/RNN_TimeSeries-Forecast

An LSTM Neural Network for Time Series Forecasting, trained on Wikipedia's Web Traffic dataset from Kaggle.

Primary LanguageJupyter NotebookMIT LicenseMIT

Recurrent Neural Network for Time Series Forecasting


This is a time series forecasting project based on the Wikipedia Web Traffic Time Series Forecasting dataset from Kaggle. Two RNN architectures are implemented:

  • A "Vanilla" RNN regressor.
  • A Seq2seq regressor.

Both are implemented in TensorFlow 2, with custom training functions optimized with Autograph.

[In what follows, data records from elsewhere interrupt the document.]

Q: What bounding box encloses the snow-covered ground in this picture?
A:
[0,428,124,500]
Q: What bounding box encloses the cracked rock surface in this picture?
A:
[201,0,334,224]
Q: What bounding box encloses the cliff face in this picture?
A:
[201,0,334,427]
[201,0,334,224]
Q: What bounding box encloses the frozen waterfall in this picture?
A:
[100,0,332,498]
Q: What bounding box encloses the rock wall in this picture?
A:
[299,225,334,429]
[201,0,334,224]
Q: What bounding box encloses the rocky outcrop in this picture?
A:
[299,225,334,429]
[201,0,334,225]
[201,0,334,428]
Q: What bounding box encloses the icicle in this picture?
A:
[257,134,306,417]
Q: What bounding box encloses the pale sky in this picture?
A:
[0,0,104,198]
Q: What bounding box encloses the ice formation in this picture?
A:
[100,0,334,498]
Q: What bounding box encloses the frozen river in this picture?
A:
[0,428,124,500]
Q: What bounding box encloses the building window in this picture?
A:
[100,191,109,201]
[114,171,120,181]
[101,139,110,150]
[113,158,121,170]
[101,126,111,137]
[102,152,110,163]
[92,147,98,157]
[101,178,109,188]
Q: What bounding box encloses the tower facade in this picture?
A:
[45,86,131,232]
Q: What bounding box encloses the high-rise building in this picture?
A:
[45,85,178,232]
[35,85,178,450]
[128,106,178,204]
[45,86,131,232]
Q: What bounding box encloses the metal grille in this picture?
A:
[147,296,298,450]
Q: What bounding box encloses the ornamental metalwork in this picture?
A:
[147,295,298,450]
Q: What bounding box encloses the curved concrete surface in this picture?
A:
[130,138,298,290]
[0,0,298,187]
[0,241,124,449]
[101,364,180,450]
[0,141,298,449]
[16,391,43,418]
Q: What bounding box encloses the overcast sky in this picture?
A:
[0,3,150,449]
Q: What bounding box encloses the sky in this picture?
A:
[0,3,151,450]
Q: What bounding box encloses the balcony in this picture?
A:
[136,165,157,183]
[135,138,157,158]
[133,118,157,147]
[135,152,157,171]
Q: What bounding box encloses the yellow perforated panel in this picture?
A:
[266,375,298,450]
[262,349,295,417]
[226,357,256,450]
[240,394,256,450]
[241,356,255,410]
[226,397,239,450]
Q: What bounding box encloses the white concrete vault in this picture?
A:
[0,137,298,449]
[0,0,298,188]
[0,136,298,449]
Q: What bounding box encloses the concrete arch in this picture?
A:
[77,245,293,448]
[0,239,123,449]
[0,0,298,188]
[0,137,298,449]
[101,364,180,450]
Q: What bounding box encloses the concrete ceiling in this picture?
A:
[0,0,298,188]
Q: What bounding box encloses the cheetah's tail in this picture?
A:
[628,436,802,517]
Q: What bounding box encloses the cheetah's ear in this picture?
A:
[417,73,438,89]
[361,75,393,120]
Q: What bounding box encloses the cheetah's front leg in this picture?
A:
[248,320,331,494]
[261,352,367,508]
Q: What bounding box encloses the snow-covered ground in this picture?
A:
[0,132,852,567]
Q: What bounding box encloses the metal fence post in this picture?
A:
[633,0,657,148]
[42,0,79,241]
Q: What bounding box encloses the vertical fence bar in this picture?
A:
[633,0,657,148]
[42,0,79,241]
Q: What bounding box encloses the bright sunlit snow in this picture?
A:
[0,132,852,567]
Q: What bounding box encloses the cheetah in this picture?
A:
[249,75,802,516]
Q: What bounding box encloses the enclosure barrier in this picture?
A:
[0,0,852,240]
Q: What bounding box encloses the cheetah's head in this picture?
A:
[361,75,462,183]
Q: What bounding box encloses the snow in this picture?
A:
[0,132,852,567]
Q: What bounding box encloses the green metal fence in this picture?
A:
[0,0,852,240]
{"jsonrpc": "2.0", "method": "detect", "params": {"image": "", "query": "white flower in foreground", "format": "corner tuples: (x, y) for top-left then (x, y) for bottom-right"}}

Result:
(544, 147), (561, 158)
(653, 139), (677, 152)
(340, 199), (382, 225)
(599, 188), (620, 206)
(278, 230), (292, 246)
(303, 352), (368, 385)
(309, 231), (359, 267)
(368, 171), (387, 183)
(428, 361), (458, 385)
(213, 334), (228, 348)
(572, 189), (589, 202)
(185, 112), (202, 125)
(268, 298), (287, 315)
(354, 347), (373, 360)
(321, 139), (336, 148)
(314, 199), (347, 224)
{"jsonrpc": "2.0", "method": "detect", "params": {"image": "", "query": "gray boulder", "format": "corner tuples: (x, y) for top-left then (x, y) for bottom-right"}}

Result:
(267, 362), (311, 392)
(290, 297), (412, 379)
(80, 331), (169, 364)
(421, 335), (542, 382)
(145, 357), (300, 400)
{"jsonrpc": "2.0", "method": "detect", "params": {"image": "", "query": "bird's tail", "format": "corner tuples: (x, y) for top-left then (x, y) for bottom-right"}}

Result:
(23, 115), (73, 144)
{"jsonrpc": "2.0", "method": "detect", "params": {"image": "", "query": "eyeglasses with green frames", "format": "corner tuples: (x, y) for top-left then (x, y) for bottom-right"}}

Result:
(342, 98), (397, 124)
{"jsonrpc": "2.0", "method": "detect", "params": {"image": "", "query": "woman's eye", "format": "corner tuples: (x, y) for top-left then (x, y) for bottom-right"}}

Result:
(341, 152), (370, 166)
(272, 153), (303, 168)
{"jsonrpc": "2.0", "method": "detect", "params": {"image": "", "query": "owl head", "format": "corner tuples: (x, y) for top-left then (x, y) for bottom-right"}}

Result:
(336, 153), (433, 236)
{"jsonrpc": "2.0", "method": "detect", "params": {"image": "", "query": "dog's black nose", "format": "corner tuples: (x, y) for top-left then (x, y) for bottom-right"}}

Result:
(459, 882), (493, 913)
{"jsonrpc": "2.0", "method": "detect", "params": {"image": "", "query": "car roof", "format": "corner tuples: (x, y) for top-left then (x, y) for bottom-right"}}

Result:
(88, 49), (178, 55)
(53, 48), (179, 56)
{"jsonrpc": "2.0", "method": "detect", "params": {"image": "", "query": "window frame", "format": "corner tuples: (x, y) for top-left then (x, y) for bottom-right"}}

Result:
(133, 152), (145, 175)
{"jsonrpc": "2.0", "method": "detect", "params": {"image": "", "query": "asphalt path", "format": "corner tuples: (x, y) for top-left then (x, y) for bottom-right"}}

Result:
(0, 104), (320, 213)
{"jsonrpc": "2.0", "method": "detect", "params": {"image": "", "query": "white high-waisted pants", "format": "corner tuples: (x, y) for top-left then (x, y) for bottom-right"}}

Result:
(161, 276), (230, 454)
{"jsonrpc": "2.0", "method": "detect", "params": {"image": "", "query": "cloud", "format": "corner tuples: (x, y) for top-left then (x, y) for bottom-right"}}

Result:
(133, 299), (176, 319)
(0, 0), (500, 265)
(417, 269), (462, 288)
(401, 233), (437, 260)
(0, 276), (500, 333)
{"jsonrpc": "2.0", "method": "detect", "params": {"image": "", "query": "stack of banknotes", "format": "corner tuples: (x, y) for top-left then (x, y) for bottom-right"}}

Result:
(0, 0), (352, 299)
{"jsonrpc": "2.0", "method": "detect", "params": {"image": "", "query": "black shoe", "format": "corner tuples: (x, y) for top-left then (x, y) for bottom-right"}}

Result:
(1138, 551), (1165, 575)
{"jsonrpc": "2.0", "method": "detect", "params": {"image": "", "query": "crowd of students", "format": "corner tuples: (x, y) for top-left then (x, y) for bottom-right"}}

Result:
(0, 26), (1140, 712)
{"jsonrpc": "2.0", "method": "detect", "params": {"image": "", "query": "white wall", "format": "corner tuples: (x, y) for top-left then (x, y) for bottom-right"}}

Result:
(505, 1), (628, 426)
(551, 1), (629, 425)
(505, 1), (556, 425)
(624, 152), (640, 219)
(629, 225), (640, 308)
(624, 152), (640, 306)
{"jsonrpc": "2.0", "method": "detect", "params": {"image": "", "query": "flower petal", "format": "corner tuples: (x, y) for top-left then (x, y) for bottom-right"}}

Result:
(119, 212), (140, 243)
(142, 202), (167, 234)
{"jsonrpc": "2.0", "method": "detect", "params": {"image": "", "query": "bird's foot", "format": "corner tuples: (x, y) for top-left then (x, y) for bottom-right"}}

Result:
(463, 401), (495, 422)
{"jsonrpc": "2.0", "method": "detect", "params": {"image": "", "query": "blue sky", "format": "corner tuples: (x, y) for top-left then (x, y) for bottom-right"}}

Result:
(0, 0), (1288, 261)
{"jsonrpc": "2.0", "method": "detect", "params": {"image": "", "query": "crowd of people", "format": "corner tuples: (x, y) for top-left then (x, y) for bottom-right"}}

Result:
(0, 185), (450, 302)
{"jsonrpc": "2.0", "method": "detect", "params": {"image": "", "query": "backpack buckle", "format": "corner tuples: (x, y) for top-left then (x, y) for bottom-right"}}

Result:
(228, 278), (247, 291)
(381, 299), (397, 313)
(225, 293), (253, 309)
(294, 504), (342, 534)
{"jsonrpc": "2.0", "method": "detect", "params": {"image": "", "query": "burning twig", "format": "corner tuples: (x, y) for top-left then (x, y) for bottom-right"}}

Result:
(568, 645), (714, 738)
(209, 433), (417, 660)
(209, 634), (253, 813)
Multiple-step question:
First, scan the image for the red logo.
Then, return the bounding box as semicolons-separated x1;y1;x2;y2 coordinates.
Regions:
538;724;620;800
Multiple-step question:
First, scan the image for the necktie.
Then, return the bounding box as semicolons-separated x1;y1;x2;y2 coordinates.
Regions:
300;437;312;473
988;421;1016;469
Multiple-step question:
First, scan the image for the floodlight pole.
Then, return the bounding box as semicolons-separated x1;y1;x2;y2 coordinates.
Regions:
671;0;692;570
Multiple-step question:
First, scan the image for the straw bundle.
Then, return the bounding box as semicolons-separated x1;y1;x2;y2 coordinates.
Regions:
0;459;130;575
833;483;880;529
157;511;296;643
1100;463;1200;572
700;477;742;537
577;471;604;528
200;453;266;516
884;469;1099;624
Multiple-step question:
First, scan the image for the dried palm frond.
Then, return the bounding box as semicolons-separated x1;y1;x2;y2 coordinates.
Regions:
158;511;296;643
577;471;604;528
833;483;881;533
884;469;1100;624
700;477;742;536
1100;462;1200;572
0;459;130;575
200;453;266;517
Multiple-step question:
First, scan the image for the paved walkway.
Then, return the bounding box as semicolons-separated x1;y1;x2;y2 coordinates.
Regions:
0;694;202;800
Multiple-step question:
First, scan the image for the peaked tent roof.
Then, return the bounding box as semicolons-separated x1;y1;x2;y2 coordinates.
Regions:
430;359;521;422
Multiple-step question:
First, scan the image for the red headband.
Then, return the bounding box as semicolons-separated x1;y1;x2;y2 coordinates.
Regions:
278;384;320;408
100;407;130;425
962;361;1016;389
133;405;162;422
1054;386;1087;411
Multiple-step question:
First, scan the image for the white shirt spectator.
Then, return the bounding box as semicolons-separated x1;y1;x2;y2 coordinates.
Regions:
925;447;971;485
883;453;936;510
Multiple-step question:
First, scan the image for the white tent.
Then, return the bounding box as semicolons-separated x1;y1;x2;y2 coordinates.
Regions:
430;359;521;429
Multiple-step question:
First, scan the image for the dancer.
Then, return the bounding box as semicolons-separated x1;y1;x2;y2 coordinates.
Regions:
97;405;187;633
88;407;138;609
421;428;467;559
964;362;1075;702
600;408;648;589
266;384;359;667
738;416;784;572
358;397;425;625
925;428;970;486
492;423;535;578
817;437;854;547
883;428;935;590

Structure of the repository

Main files:

  • config.yaml: config file for hyperparameters.
  • dataprep.py: data preprocessing pipeline.
  • train.py: training pipeline.
  • tools.py: contains useful processing functions to be iterated in main pipelines.
  • model.py: builds model.

I also added a visualize_performance.ipynb Jupyter Notebook to visually inspect models' performance on Test data.

Folders:

  • /data_raw/: requires unzipped train_2.csv file from Kaggle. Available is an imputed.csv dataset, containing imputed time series, coming from my other repository on a GAN for imputation of missing data in time series.
  • /data_processed/: divided in /Train/ and /Test/ directories.
  • /saved_models/: contains all saved TensorFlow models, both regressors.
  • /utils/: for pics and other secondary files.

How to run code

After you clone the repository locally, download the raw dataset from Kaggle, and place unzipped train_2.csv file in /data_raw/ folder. Then, time series forecast is executed in two steps. First, run data preprocessing pipeline:

python -m dataprep

This will generate Training+Validation and Test files, stored in /data_processed/ subdirectories. Second, launch training pipeline with:

python -m train

This will either create, train and save a new model, or load and train an already existing one, stored in /saved_models/ folder.

Finally, Test set performance will be evaluated from test.ipynb notebook.

Modules

numpy==1.18.3
pandas==1.0.3
scikit-learn==0.22.2.post1
scipy==1.4.1
tensorflow==2.1.0
tqdm==4.45.0

Hardware

I used a pretty powerful laptop, with 64GB or RAM and NVidia RTX 2070 GPU. I highly recommend GPU training to avoid excessive computational times.